As for September 5th, I’m honestly not sure. If and when I discover more information about this update I will update this article.

I do know that a friend who focuses on casino SEO in Europe told me that he believes the update was a tweak to the way Google analyzes backlinks. And I am seeing some flux on news and finance sites. But at this point, I’m just not sure.

I rarely create an article when there’s no conclusions, actionable advice, or at least some sort of speculation. But, I threw this article up as soon as the SERP trackers noticed major volatility, and as of September 8, 2019, I just don’t have any strong signals to measure. I personally have access to around 100 sites and I’m just not seeing any volatility worth mentioning.

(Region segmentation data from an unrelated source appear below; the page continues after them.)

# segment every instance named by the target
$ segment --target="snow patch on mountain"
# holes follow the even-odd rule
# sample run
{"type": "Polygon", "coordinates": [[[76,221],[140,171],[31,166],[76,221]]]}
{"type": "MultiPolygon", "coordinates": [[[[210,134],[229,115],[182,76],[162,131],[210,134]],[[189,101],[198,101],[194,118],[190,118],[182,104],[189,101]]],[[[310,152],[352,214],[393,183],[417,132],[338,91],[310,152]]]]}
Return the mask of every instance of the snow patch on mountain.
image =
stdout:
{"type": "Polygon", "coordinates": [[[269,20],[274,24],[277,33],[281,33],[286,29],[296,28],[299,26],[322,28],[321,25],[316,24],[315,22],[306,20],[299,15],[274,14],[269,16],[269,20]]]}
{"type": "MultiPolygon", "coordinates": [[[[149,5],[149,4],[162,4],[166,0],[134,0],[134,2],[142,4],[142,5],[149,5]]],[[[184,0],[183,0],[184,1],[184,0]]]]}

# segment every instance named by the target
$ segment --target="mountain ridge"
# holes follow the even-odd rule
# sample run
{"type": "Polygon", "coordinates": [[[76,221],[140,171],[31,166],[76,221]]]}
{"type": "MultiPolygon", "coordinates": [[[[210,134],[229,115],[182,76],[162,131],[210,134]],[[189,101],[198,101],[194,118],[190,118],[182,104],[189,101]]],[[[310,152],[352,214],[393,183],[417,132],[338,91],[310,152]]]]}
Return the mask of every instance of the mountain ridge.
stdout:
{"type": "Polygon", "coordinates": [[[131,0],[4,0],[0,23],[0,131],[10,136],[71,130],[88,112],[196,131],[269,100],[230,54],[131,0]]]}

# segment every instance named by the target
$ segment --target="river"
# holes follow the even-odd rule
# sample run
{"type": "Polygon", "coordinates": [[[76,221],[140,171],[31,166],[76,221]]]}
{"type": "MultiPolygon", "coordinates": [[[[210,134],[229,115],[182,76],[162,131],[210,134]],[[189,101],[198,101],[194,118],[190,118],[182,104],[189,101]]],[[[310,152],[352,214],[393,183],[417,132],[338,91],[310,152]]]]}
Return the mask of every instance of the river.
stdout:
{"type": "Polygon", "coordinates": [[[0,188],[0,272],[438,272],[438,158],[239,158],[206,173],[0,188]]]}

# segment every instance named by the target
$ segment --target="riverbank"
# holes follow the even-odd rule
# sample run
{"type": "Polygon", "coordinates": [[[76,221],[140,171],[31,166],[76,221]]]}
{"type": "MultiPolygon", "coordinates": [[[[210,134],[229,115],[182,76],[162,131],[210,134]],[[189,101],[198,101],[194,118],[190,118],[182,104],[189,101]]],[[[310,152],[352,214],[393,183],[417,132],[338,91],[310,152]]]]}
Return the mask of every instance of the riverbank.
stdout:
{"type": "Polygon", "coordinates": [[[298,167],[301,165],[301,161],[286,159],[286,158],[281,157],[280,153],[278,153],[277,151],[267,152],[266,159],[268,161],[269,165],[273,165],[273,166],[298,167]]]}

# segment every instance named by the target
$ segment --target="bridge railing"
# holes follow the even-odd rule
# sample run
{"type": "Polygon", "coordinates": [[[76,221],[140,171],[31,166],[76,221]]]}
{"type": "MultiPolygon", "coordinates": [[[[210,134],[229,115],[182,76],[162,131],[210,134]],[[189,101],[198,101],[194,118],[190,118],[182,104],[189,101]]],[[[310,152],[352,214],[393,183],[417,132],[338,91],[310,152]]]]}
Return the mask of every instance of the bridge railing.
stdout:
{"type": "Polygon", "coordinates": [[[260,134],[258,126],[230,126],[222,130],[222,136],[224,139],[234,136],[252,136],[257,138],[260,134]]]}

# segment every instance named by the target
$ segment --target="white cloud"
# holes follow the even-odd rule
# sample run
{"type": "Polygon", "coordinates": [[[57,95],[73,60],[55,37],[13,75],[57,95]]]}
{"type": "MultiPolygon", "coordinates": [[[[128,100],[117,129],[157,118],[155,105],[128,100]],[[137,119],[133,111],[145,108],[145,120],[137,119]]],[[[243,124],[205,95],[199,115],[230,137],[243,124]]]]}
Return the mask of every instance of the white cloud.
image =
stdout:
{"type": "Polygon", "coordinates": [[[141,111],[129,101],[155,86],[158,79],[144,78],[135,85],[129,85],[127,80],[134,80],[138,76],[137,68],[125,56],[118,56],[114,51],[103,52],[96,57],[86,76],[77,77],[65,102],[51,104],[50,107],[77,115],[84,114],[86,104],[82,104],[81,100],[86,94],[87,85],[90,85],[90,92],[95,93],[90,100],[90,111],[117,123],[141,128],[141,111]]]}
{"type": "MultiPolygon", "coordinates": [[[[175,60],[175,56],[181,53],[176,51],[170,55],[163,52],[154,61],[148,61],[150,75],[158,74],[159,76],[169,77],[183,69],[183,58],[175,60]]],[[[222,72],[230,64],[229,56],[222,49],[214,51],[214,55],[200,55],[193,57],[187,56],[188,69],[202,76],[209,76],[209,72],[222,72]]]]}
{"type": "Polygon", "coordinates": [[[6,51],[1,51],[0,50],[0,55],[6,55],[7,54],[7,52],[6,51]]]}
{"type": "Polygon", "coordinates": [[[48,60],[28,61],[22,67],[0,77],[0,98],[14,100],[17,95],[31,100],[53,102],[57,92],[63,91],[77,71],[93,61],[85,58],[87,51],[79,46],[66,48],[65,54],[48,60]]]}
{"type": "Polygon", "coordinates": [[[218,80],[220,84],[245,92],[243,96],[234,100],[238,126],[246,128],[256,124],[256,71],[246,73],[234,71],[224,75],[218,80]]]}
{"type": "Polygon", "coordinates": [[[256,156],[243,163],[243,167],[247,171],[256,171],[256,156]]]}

Were you impacted on September 5, 2019?

Websites impacted by the algorithm may notice an increase or decrease in rankings, visibility and traffic. If you were impacted by this algorithm update I’d love to hear from you. Please feel free to email me or post in the comments section below.

Len
2 Comments
  1. I had two positive 5 star reviews removed last night. Both were posted by my customers in the last 30 days or less. I called google and spoke with a woman who blamed everything but me. She hung up on me when she refused to answer a simple question and I asked to speak with a supervisor. I simply asked, “So the algorithm removes reviews and there is no human review of the removal to ensure that the algorithm is working correctly, is that correct?”

    When I only have 4 reviews and 50% just vanish…that hurts.

    No process to appeal the review removal. I work damn hard for those reviews and poof!, sorry gone forever. Such BS.

    I know I’m not the only one. Need a class action against google, IMO.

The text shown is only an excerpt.